= Leon Sibul =

Estonian-American acoustical engineer

Leon H. Sibul (August 30, 1932 – February 19, 2007) was with Pennsylvania State University’s Applied Research Laboratory from 1964 to 2002, where he retired as a senior scientist and professor of acoustics.

Leon Sibul was born in Võru, Estonia. In 1944 he fled his native country during the Russian occupation of Estonia, which lasted more than 50 years. He escaped to a refugee camp in Augsburg, Germany where he attended high school. In 1949, he emigrated to the U.S. and lived in the Washington, D.C., area. A veteran of the U.S. Air Force, he served from 1953 to 1957 as an electronic and radio technician.

After his military service, he attended George Washington University and graduated in 1960 with a Bachelor of Electrical engineering degree. From 1960 to 1964 he was employed at Bell Labs, working on an electronic switching system, as well as on Telstar, the communication satellite credited with ushering in the era of satellite communications.

He earned a Master in Electrical Engineering degree from New York University in 1963. In 1964 he started working for Pennsylvania State University’s Applied Research Laboratory, receiving his Ph.D. from Penn State in 1968. While at ARL he conducted fundamental and applied signal processing research and development for undersea weapons guidance and control, sonar systems and other Navy applications. He was a pioneer in applying signal processing to underwater systems’ guidance and control.

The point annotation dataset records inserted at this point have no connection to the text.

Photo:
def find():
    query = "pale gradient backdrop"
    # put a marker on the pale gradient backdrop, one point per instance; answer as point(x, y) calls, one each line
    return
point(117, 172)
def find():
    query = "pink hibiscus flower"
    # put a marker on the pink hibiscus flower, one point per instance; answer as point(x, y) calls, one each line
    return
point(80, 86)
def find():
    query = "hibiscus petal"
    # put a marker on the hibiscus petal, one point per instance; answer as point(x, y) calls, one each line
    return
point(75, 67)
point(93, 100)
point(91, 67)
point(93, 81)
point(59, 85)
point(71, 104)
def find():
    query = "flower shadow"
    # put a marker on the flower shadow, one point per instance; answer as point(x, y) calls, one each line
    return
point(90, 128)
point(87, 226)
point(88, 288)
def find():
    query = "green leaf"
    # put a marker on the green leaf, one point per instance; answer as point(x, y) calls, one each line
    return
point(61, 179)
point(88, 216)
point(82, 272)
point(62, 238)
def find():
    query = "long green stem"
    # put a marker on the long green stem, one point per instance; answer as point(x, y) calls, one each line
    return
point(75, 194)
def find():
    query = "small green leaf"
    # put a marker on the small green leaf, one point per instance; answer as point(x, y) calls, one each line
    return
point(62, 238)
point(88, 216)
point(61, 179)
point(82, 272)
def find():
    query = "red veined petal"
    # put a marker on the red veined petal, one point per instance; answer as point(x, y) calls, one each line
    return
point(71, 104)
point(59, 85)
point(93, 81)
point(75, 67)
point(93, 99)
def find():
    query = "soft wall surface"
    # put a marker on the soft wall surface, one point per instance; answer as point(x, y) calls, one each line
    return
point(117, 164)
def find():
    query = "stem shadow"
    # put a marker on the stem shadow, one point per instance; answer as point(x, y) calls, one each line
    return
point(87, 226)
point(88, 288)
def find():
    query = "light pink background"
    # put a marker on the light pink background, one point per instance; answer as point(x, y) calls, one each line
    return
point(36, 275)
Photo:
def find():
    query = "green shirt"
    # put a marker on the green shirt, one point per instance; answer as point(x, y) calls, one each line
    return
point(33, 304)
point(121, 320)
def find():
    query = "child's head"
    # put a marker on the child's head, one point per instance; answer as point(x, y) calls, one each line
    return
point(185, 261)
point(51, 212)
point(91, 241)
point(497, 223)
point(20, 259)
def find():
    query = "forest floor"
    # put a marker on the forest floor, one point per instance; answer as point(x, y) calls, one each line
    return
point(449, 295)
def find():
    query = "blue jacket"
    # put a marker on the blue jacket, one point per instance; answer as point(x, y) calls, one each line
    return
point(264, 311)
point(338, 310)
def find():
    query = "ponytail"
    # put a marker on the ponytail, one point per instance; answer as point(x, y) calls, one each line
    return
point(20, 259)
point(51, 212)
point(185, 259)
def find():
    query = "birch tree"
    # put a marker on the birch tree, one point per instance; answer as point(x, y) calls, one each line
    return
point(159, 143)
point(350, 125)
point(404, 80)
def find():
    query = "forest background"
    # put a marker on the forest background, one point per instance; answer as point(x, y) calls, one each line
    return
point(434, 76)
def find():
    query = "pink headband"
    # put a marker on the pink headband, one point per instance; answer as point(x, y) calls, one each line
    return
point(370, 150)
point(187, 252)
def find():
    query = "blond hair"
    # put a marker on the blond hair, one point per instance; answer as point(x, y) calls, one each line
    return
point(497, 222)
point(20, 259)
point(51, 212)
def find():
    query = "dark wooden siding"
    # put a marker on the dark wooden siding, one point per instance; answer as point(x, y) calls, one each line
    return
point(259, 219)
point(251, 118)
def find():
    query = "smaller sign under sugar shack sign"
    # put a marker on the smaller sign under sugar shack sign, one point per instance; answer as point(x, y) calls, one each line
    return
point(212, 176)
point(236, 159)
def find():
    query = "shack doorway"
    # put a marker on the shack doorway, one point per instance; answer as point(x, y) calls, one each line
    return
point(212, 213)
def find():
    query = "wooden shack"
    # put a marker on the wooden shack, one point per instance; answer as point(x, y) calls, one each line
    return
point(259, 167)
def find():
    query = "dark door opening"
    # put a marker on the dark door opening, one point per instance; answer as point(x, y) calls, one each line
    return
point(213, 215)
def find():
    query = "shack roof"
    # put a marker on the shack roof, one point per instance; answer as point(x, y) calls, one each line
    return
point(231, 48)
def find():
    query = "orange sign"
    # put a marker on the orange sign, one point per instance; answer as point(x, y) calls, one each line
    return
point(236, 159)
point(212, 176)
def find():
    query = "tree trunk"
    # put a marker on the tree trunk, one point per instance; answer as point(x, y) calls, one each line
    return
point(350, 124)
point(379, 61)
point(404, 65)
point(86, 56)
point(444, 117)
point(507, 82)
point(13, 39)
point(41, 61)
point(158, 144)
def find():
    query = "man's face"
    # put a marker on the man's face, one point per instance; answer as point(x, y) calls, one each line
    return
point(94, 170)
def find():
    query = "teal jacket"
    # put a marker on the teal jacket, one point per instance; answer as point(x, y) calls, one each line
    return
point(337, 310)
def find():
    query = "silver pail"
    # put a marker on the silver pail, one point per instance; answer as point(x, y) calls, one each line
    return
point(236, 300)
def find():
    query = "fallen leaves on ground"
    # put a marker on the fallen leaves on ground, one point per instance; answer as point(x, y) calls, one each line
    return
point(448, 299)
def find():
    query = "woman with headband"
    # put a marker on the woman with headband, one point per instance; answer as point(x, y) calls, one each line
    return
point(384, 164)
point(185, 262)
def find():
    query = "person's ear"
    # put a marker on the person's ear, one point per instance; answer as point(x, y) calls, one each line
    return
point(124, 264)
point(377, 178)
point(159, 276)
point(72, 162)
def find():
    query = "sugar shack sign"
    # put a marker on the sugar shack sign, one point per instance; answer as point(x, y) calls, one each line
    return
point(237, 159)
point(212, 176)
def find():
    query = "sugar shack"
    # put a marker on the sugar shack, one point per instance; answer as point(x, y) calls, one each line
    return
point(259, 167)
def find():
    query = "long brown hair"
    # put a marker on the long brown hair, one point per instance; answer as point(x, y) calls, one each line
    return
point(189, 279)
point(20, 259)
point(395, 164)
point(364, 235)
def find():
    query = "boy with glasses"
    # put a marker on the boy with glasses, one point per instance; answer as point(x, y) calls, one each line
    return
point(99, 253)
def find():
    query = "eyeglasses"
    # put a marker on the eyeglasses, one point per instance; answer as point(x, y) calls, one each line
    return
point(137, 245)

His publications included the textbook "Adaptive Signal Processing," author and co-author of 40 papers in refereed journals, six chapters in edited books, close to 100 conference presentations in his field and two U.S. patents. He was a life member of the Institute of Electrical and Electronics Engineers (IEEE), Society for Industrial and Applied Mathematics, Senior Member of Sigma Xi and a Fellow of the Acoustical Society of America.

In 1973, Sibul was elected commodore of the Nittany Valley Sailing Club. In 2003, the Penn State Sailing Club renamed their training grounds "The Sibul Sailing Center", after the long-time faculty adviser. (Sibul had been with the club since 1974.)